E qui risiede il terzo punto di interesse della sua proposta interpretativa. A impressionare non è solo l’eleganza e la libertà del fraseggio, ma anche l’amplissima varietà dei colori, che spaziano dal pianissimo più vellutato e aereo, alle masse scolpite della Sesta di Prokof'ev per giungere fino ai timbri vitrei di l’Escalier du Diable di Ligeti.
Dove però davvero la Nguci innova è sulla densità materica del suono, ottenuta attraverso l’uso sapiente dei pedali. Lo stesso timbro può sfogliarsi in strati, vaporizzarsi o solidificarsi grazie a questa capacità di sovrapporre le armonie e di fare entrare in cortocircuito memorie esecutive ormai consolidate. È come se il ricordo dell’armonia precedente rimanesse quale resto nella successiva, in un continuo processo di trasformazione che la giovane interprete sembra essa stessa scoprire insieme al suo pubblico.
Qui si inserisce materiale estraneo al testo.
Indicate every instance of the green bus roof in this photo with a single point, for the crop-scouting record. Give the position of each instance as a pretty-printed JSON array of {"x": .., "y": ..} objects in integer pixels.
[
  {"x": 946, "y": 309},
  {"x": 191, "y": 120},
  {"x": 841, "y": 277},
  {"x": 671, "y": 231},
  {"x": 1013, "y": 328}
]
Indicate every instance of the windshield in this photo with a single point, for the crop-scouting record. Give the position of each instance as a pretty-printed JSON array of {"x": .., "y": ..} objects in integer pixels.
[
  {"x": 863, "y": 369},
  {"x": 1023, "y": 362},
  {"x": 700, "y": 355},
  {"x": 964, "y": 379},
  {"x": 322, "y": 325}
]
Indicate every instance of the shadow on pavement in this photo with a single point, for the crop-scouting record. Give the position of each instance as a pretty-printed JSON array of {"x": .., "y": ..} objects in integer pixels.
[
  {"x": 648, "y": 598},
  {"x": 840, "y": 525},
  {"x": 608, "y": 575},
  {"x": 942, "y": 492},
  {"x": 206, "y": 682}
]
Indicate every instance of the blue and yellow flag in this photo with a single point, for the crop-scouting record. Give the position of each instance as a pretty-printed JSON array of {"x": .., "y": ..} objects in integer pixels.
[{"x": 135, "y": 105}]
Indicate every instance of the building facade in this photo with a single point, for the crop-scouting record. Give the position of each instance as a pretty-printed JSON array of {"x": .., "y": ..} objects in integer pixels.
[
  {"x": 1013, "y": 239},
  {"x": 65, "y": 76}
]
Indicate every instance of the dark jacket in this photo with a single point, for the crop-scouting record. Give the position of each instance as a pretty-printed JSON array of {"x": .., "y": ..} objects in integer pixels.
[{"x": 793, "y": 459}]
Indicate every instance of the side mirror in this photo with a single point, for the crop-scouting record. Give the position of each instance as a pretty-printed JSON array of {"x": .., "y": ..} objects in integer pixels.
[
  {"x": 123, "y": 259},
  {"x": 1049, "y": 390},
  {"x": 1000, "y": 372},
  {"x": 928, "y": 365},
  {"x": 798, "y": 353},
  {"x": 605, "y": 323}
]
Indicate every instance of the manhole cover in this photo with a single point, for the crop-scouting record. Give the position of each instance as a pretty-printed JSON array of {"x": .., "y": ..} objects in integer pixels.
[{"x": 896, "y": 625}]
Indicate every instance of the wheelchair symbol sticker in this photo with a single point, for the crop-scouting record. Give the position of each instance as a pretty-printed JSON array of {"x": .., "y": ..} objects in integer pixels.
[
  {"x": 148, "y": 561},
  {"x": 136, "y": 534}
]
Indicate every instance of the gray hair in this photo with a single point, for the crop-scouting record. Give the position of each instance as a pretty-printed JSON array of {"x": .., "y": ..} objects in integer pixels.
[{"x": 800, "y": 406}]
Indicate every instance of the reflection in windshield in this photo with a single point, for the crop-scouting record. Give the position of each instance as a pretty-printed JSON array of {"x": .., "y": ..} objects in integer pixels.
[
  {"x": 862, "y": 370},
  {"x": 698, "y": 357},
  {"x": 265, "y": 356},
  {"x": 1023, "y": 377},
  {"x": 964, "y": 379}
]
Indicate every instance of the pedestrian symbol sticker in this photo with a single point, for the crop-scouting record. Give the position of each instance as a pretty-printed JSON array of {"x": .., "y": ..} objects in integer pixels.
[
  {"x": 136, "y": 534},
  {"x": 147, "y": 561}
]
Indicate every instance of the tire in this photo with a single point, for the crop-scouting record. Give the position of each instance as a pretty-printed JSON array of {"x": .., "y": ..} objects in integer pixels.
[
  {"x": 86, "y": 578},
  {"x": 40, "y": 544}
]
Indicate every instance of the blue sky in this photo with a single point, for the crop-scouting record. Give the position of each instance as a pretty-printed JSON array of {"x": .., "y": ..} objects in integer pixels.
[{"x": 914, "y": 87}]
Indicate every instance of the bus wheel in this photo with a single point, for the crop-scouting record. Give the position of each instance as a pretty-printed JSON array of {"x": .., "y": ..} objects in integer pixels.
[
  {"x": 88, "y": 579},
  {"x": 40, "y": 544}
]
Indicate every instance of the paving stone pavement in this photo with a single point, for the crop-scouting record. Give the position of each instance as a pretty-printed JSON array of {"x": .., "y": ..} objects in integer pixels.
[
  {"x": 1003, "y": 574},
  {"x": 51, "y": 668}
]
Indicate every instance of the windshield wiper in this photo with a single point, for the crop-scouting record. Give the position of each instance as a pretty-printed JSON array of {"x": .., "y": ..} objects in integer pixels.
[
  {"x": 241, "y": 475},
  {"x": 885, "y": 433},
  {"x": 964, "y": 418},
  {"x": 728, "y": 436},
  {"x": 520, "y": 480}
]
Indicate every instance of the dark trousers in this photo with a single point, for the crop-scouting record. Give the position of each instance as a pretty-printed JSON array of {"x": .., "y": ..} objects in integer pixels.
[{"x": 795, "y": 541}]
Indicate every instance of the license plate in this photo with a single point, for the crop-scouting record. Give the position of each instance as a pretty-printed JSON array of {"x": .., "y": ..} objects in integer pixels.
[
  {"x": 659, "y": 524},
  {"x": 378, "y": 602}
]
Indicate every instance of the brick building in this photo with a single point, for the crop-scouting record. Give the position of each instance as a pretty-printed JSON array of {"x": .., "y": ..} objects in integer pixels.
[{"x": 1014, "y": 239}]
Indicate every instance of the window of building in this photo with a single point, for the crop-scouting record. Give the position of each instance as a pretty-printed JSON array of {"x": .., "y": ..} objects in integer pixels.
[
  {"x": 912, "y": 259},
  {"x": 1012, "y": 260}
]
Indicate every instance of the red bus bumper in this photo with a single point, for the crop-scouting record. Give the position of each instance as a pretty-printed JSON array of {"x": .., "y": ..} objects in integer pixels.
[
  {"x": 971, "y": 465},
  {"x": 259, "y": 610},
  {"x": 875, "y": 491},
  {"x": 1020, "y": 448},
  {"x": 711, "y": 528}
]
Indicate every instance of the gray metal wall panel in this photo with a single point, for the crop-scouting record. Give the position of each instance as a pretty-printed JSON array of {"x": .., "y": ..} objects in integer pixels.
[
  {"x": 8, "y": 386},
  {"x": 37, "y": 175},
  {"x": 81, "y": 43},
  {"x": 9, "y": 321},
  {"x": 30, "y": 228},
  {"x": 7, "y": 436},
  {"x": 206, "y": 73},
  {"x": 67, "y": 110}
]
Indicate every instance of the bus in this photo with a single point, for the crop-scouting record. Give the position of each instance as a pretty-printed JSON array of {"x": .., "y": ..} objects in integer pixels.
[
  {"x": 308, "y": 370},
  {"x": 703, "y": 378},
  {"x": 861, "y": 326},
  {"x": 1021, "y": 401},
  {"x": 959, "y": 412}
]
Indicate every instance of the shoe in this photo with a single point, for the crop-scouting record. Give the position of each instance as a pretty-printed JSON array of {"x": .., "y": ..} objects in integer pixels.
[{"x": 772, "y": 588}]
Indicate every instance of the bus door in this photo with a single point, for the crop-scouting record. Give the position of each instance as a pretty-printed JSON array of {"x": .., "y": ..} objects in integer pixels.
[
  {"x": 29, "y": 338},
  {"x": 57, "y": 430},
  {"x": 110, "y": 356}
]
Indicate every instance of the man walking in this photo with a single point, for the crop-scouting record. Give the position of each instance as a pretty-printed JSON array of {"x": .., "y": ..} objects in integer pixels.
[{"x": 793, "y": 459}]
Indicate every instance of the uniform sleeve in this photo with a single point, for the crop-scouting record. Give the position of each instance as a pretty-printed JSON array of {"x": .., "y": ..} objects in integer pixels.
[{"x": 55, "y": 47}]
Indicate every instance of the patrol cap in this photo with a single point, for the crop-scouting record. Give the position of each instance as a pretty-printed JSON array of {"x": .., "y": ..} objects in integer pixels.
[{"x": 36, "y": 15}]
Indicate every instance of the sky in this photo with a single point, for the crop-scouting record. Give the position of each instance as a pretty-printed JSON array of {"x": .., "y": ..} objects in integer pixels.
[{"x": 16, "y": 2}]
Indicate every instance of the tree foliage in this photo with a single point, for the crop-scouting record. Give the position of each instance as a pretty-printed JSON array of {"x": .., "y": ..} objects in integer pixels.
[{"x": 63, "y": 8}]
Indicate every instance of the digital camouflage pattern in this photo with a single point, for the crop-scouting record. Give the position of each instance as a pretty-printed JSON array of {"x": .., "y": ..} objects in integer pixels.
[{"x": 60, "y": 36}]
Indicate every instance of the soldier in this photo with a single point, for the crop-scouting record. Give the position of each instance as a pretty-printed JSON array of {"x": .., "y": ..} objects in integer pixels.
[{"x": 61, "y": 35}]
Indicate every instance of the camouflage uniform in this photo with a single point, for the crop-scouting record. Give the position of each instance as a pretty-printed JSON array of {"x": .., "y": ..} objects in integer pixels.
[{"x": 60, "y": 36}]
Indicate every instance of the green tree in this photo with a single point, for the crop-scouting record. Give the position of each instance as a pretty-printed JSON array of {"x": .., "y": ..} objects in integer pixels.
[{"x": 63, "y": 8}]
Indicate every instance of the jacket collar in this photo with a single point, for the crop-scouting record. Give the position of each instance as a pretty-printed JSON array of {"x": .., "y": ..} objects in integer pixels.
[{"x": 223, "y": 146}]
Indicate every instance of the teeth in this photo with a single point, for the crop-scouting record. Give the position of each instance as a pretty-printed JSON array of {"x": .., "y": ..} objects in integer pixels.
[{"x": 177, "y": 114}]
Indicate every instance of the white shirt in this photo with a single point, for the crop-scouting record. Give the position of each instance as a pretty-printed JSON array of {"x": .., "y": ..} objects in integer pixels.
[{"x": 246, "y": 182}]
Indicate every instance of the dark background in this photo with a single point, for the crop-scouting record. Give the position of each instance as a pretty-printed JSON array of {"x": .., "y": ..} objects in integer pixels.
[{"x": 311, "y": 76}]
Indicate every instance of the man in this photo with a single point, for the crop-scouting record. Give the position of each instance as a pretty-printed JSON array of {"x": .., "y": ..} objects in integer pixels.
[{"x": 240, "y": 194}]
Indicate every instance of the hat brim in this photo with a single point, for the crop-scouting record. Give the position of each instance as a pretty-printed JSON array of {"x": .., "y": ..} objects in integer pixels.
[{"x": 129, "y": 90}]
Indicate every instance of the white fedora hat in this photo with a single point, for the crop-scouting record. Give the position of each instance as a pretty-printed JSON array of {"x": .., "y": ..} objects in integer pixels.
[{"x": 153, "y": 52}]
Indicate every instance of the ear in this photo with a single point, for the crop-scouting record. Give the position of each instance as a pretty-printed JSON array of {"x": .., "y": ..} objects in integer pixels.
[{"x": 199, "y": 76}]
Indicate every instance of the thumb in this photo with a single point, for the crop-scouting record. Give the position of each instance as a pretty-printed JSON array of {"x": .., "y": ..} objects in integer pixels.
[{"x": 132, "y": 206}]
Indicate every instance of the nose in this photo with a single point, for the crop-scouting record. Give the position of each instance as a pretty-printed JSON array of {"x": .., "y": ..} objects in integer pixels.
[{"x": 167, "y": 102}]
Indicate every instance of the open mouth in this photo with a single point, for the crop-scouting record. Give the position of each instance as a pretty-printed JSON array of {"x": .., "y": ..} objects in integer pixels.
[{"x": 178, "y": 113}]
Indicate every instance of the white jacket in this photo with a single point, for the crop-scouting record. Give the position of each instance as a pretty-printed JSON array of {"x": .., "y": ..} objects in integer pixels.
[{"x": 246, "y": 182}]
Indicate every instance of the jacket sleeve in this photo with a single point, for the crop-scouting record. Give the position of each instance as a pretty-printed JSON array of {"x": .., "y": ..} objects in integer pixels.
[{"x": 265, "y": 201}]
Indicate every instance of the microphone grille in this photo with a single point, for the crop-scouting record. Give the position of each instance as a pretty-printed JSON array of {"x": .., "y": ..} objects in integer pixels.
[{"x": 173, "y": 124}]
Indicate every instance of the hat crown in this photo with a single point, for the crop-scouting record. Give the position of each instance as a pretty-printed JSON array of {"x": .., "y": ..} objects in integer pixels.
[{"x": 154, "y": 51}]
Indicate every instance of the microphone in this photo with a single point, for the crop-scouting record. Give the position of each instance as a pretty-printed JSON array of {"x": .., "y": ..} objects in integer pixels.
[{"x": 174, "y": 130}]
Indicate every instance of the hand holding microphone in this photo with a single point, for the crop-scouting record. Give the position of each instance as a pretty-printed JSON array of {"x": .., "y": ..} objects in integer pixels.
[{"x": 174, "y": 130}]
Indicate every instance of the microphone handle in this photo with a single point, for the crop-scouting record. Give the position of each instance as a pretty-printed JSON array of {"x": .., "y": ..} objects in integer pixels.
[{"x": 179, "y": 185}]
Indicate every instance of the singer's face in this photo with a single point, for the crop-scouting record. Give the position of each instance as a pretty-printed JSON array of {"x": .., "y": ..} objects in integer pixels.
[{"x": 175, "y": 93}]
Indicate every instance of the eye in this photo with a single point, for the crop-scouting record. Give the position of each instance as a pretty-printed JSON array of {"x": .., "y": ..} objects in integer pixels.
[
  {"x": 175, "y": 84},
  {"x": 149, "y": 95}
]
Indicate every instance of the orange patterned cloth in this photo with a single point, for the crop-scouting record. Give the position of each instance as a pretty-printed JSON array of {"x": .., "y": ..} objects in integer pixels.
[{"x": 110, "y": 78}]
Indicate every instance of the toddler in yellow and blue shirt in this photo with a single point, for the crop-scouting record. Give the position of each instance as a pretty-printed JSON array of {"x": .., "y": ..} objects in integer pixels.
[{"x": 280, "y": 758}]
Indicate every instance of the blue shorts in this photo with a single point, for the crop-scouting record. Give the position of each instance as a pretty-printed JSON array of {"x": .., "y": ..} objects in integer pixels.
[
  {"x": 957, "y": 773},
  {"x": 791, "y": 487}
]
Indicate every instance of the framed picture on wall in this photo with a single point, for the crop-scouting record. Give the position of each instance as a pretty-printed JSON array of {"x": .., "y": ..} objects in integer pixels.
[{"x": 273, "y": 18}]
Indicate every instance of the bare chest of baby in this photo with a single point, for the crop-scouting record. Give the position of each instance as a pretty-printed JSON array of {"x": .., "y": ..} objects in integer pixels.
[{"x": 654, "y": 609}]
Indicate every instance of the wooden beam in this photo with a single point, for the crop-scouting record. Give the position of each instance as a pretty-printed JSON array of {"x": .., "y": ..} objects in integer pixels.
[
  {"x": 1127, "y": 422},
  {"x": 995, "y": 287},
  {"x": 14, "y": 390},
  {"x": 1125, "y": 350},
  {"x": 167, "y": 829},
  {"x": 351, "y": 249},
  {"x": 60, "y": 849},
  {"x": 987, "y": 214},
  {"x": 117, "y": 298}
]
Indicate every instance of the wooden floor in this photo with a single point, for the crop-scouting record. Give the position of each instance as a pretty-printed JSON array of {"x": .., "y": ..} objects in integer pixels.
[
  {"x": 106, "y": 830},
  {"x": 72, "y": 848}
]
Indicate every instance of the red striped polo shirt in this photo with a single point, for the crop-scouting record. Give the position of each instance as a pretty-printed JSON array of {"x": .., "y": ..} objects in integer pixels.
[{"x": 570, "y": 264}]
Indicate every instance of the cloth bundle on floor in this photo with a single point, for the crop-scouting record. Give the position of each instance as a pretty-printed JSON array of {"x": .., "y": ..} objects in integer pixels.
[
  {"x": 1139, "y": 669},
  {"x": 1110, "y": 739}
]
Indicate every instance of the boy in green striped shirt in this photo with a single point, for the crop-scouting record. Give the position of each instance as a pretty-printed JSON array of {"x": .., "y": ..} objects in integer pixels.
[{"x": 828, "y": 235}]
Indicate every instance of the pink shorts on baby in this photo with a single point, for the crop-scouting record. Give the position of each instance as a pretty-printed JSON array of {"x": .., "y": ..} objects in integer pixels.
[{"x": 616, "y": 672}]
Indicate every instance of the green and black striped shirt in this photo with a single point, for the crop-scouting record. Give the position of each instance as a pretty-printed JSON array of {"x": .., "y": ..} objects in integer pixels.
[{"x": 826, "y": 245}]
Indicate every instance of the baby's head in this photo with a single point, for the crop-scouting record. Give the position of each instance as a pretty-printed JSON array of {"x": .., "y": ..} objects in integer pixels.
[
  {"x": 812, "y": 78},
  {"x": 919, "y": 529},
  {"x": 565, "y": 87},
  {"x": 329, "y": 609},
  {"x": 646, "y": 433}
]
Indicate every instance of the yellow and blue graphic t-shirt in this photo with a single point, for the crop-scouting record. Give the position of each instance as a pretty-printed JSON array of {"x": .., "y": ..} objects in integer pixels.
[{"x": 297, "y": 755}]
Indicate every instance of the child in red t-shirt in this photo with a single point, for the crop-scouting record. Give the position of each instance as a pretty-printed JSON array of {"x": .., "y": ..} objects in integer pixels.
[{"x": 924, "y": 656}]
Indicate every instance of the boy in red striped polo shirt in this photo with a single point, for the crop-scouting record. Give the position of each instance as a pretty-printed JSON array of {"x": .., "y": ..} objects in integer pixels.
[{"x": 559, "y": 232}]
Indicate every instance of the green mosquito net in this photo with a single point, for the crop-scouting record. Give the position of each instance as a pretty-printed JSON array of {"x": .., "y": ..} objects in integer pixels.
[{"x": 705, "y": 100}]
A occhi chiusi, come se fosse in uno stato di trance, la Nguci ascolta la magia creatrice del suono e le dona forma sul momento con la propria immaginazione, capace di rendere corporeo e sensibile anche il pensiero più sottile.
Caldo successo e due fuori programma tra cui la cadenza del Concerto per la mano sinistra di Ravel.